First Tennessee Development District planning to use foundation for regional economic development

Pictured above: Pat Hardy

By Scott Robertson

Six individuals representing the governments of the cities, towns and counties of Northeast Tennessee are working on a plan to use the First Tennessee Development District Foundation as a regional economic development hub. FTDD Executive Director Chris Craig and Retired FTDD Executive Director Susan Reid are working with Sullivan County Mayor Richard Venable, Washington County Mayor Joe Grandy, Bristol Mayor Margaret Feierabend and Johnson City Mayor Jenny Brock on the proposal.

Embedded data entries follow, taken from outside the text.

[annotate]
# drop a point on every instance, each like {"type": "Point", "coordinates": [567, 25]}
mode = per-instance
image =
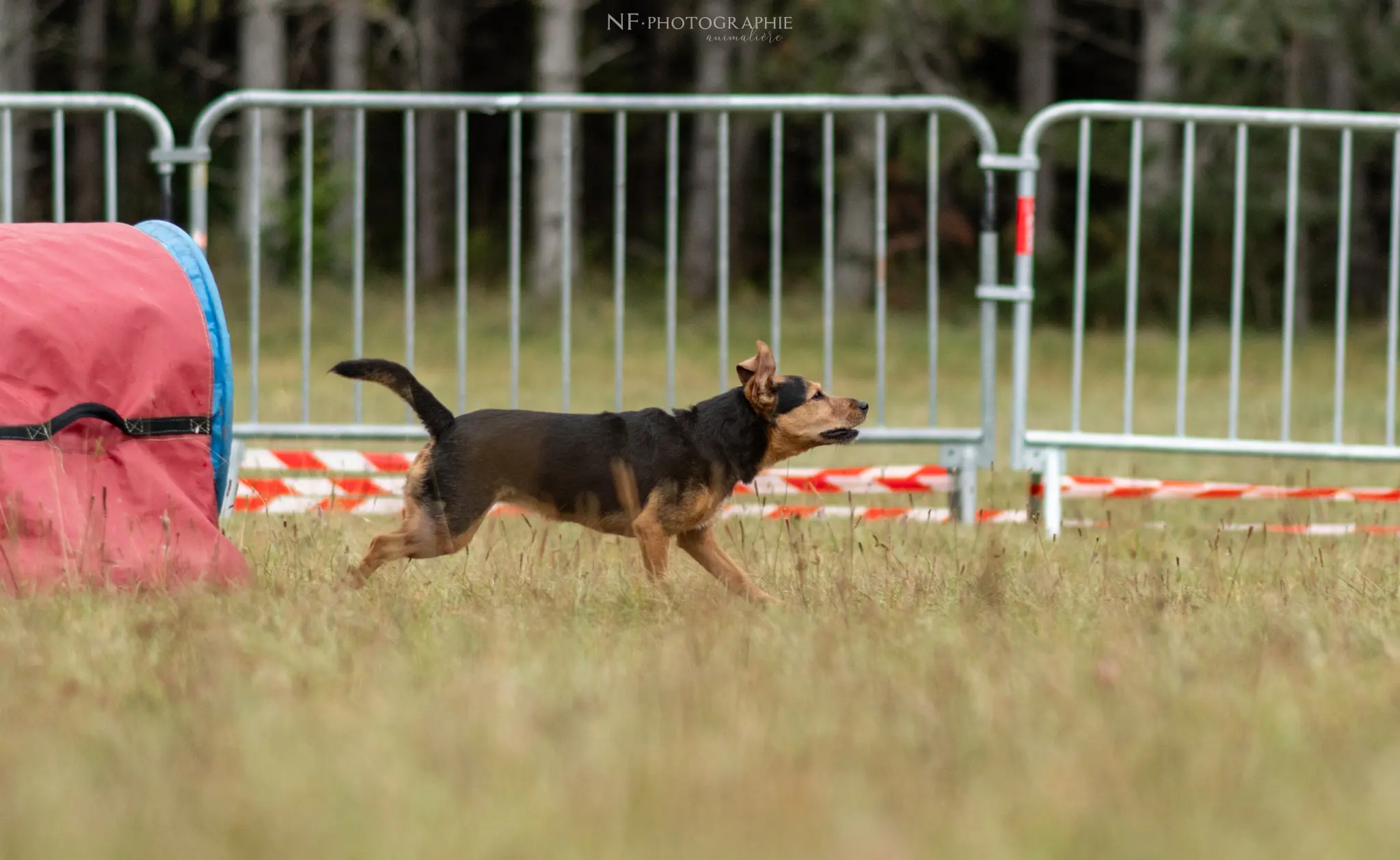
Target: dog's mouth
{"type": "Point", "coordinates": [840, 436]}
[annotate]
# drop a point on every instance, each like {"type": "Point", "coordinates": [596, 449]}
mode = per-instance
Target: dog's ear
{"type": "Point", "coordinates": [756, 376]}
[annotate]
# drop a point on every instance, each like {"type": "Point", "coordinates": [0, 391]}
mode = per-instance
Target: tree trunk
{"type": "Point", "coordinates": [347, 72]}
{"type": "Point", "coordinates": [1158, 80]}
{"type": "Point", "coordinates": [556, 70]}
{"type": "Point", "coordinates": [856, 202]}
{"type": "Point", "coordinates": [264, 65]}
{"type": "Point", "coordinates": [1038, 89]}
{"type": "Point", "coordinates": [17, 23]}
{"type": "Point", "coordinates": [88, 145]}
{"type": "Point", "coordinates": [143, 33]}
{"type": "Point", "coordinates": [701, 243]}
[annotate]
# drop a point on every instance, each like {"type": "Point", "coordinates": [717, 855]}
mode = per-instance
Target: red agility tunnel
{"type": "Point", "coordinates": [115, 409]}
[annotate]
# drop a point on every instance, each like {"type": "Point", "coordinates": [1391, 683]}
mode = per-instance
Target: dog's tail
{"type": "Point", "coordinates": [399, 380]}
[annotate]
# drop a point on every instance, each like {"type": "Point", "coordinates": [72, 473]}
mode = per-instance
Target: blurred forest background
{"type": "Point", "coordinates": [1007, 56]}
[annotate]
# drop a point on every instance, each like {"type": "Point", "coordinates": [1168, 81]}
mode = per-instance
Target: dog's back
{"type": "Point", "coordinates": [593, 468]}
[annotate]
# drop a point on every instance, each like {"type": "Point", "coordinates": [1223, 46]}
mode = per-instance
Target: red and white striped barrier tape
{"type": "Point", "coordinates": [770, 482]}
{"type": "Point", "coordinates": [394, 505]}
{"type": "Point", "coordinates": [1086, 486]}
{"type": "Point", "coordinates": [273, 460]}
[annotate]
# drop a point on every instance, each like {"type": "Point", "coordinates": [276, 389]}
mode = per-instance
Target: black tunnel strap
{"type": "Point", "coordinates": [183, 425]}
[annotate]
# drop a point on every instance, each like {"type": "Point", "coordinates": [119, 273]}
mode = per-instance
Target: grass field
{"type": "Point", "coordinates": [926, 691]}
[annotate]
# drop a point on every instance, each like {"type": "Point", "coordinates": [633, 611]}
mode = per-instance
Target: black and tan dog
{"type": "Point", "coordinates": [653, 474]}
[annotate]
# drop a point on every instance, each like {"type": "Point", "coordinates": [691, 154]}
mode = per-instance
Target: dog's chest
{"type": "Point", "coordinates": [693, 510]}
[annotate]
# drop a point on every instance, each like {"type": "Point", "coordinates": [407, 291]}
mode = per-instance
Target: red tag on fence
{"type": "Point", "coordinates": [1025, 226]}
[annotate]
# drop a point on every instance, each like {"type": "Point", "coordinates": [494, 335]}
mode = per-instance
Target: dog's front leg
{"type": "Point", "coordinates": [703, 548]}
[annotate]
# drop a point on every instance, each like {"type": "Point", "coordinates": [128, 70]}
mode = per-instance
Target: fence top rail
{"type": "Point", "coordinates": [1204, 113]}
{"type": "Point", "coordinates": [1222, 447]}
{"type": "Point", "coordinates": [96, 101]}
{"type": "Point", "coordinates": [590, 103]}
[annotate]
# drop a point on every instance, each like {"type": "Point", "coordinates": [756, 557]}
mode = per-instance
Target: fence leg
{"type": "Point", "coordinates": [962, 499]}
{"type": "Point", "coordinates": [1051, 489]}
{"type": "Point", "coordinates": [236, 459]}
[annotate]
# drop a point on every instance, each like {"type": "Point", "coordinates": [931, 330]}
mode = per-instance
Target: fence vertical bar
{"type": "Point", "coordinates": [723, 245]}
{"type": "Point", "coordinates": [1134, 247]}
{"type": "Point", "coordinates": [1081, 241]}
{"type": "Point", "coordinates": [307, 152]}
{"type": "Point", "coordinates": [1237, 279]}
{"type": "Point", "coordinates": [673, 198]}
{"type": "Point", "coordinates": [1393, 293]}
{"type": "Point", "coordinates": [881, 264]}
{"type": "Point", "coordinates": [59, 168]}
{"type": "Point", "coordinates": [411, 234]}
{"type": "Point", "coordinates": [776, 241]}
{"type": "Point", "coordinates": [566, 251]}
{"type": "Point", "coordinates": [254, 261]}
{"type": "Point", "coordinates": [109, 163]}
{"type": "Point", "coordinates": [931, 276]}
{"type": "Point", "coordinates": [461, 260]}
{"type": "Point", "coordinates": [1343, 284]}
{"type": "Point", "coordinates": [358, 258]}
{"type": "Point", "coordinates": [8, 167]}
{"type": "Point", "coordinates": [828, 244]}
{"type": "Point", "coordinates": [1024, 275]}
{"type": "Point", "coordinates": [1183, 293]}
{"type": "Point", "coordinates": [619, 248]}
{"type": "Point", "coordinates": [1290, 280]}
{"type": "Point", "coordinates": [515, 260]}
{"type": "Point", "coordinates": [987, 251]}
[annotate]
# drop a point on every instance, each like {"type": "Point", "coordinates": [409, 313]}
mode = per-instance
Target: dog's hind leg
{"type": "Point", "coordinates": [419, 537]}
{"type": "Point", "coordinates": [656, 543]}
{"type": "Point", "coordinates": [703, 548]}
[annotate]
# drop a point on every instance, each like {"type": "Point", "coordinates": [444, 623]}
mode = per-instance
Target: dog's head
{"type": "Point", "coordinates": [801, 415]}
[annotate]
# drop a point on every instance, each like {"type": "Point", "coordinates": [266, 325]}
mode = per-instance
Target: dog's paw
{"type": "Point", "coordinates": [351, 579]}
{"type": "Point", "coordinates": [765, 601]}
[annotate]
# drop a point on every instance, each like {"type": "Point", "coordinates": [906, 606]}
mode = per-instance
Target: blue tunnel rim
{"type": "Point", "coordinates": [200, 278]}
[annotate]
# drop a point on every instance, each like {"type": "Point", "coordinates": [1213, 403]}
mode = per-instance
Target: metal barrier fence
{"type": "Point", "coordinates": [965, 448]}
{"type": "Point", "coordinates": [59, 105]}
{"type": "Point", "coordinates": [1042, 451]}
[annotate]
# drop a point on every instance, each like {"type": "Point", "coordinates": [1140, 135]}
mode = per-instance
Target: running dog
{"type": "Point", "coordinates": [653, 475]}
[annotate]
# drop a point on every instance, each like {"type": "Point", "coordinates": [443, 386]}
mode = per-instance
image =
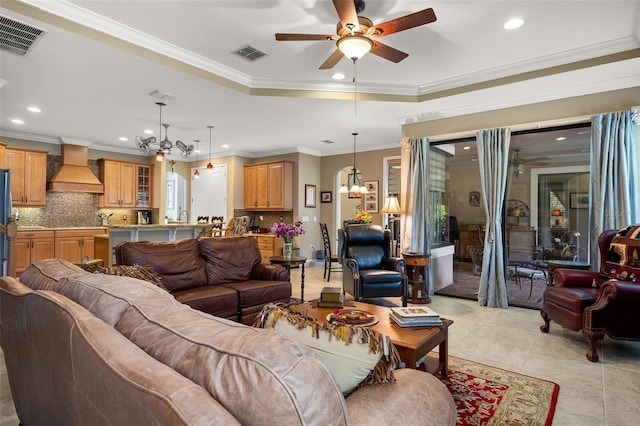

The group was named at the end of a day-long board retreat at the Clyde Austin 4-H Center in Greene County Friday afternoon. Around half of the district’s 34-member board, composed mostly of city, town and county mayors from the eight counties of Northeast Tennessee, attended.

The session began with an address and question and answer session with Mark Fuller, the ROSC Global consultant hired by Eastman to help the region move forward on regional economic development. Fuller impressed upon the board members the need for a regional economic engine to be a public-private partnership with private sector leadership.

The board then worked on a vision statement for a regional economic development hub before getting down to matters of structure. Led by facilitator Pat Hardy, management & finance consulting program manager for the University of Tennessee’s Municipal Technical Advisory Service, the board settled on a structure centered around the district’s three-year-old foundation, which operates as a 501 (c) 3 not-for-profit.

“We need to flesh this out,” Hardy said. “Who does what? We need a draft of who those people are and where they’re coming from. We can flesh out potential costs, roles and responsibilities. I think it needs to be articulated within this framework that it doesn’t duplicate what the Mitch Millers of the world (Ed. Note: Miller is CEO of the Northeast Tennessee Regional Economic Partnership and a FTDD board member) and the other agencies that work with the state. We don’t want a sense of duplication and we don’t want a sense of turf and all that.”

“Some kind of statutory organization is going to have to be formed for it to function,” said Brock.

When NETWORKS Sullivan Partnership CEO Clay Walker indicated confusion as to how the proposed structure would work with regard to NETWORKS and NeTREP, Hardy indicated that had yet to be fully considered. Feierabend, however, suggested that perhaps the existing organizations no longer needed to pursue a merger with each other, but rather might merge into the new organization.

“There’s still,” Hardy repeated, “a lot to be fleshed out.”